Saturday, March 13, 2010

The Runaways


Image:: The Runaways, from rebelgrrrl

In the early 80s, I recall reading an old article from the late 70s on The Runaways telling their tale of these girls from the suburbs who were the darlings of "punk" {broadly defined} and an emerging pattern of female artists who didn't want to do rock stars but be them. The sexy/tough image was a combination of allure and danger, inspiring 80s bands like The Pandoras and paving the way for artists like Liz Phair, Veruca Salt, and Hole. My early adolescence involved forays into this genre via Blondie and Joan Jett.

The LA Times has a review of the new film, The Runaways, which is out in limited release in the US and will premiere in Toronto on Sunday. I'm somewhat drawn to depictions of the relatively near-past, particularly when a director and cinematographer can capture a sense of time and place. While there are several examples of this, my favourites are Paul Thomas Anderson's Boogie Nights, Barry Levinson's Diner, and {brace yourself} Roman Coppola's CQ

I'm sort of curious about Floria Sigismondi's take on The Runaways, which stars Kristen Stewart {Joan Jett} and Dakota Fanning {Cherie Currie}, and the late-70s LA music scene. Was it all marketing and sizzle of the ilk of Malcolm McClaren {the impresario behind The Sex Pistols} and what was going in in the LA scene that saw the dominance of the bland-metal-hair-band era of the 80s. Here's the trailer for the film. It holds promise, but I worry that the film might take itself too seriously::


Twitterversion::  Trailer/thoughts on "The Runaways" starring Kristen French  Stewart as Joan Jett & Dakota Fanning as Cherie Currie. #Rhizomicon http://url.ie/5d4b  @Prof_K

Song:: Joan Jett-"Crimson and Clover"

2 comments:

linnyqat said...

Yikes - did that tweet go out with "Kristen French"? Oopsie!

I am interested in seeing this flick too. I am sort of drawn to Kristen Stewart, although I know it's totally uncool to say so. I liked her a lot in Adventureland. And I'm interested in seeing Dakota Fanning continue to transition into more adult roles. I thought she did a great job with awkward adolescence in The Secret Life of Bees, a movie I never would have seen if it weren't for the fact my mom was visiting.

I totally get your thing for movies depicting the near-past. Maybe it's because we can compare them to our own experience of the era. If the filmmakers do a good enough job capturing a sense of place, we can use it as a jumping point to indulging our nostalgia.

One film not mentioned in your curious list is Ang Lee's The Ice Storm.

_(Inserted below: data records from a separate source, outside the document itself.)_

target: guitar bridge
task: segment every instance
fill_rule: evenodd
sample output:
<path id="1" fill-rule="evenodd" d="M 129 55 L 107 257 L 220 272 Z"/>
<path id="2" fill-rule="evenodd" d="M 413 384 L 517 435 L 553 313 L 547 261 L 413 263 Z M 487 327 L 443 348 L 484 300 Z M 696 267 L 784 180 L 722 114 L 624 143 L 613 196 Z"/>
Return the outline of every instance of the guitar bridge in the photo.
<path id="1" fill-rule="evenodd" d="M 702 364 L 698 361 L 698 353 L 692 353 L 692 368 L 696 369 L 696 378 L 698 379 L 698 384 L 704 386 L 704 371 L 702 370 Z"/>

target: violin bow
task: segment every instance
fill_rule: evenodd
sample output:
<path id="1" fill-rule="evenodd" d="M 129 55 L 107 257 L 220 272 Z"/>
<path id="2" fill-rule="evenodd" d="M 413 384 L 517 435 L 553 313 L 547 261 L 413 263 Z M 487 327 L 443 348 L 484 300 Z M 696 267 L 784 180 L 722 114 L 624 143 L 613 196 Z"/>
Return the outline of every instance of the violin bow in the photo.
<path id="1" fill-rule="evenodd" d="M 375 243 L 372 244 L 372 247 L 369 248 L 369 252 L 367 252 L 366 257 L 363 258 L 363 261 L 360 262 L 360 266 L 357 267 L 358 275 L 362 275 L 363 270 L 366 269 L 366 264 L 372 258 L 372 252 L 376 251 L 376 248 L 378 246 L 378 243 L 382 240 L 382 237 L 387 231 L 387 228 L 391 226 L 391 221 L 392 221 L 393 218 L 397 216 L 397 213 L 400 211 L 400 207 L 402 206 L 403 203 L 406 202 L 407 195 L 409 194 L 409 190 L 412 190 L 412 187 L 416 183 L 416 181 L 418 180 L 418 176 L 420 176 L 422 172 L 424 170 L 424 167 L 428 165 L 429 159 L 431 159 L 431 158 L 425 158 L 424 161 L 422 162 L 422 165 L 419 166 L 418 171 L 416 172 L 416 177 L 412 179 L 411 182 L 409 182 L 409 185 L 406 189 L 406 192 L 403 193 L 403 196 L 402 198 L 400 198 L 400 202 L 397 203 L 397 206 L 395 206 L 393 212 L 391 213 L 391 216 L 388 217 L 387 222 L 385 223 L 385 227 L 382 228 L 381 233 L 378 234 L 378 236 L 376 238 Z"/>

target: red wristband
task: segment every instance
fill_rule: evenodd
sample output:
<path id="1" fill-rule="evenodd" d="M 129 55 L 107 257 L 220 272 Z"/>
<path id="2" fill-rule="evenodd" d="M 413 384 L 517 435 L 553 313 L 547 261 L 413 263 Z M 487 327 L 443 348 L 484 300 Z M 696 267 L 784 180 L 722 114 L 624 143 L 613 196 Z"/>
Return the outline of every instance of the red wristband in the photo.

Kenneth M. Kambara said...

Just keeping the Twilight {yawn} fans on their toes, which was the primary draw for many to the premiere here in the 'Ront. She bailed on it, so she didn't get the memo that Canada matters post-2010 Olympics. Now, if I said Dakota Mahaffee, that would be laying it on a bit thick.

Uh, uncool to say you're drawn to Stewart, well, if you have to ask. I must say the casting makes me a bit leery of this project. I don't find Stewart to be that compelling and the fact of the matter is that the roles in a project like this are rather challenging. Capturing the bravado, swagger, & angst of rock n' roll has to be done carefully, because a realistic portrayal is likely to be insufferable. So, the script, direction, & acting need to be in alignment.

I think you're right about the near-past, but a good director will merge the mythologized past, yet refer to the past's "reality". This is what Mad Men tries to do, but there's something lost in some of that translation. Another film that did this well was Invincible, while one that fell short was Running with Scissors. Sometimes the same director will be hit and miss. Whit Stillman got it right in Metropolitan and Barcelona, but something got lost when he did The Last Days of Disco.

Hmmm. Never saw The Ice Storm and had no real interest in it, as it sounded to me as if it was a tad preachey in its storytelling. In my mind, one of the dangers when going into the past {along with overreliance on clichés like steel Tab cans with pull tabs = the 70s} is juxtaposing era and stereotypes about it to tell a story through extremes.

On my TV project proposal, I'm writing in some "flashbacks" and I find it both challenging and interesting. Looking at videos on YouTube and the CBC archives help to get a better sense of context of era.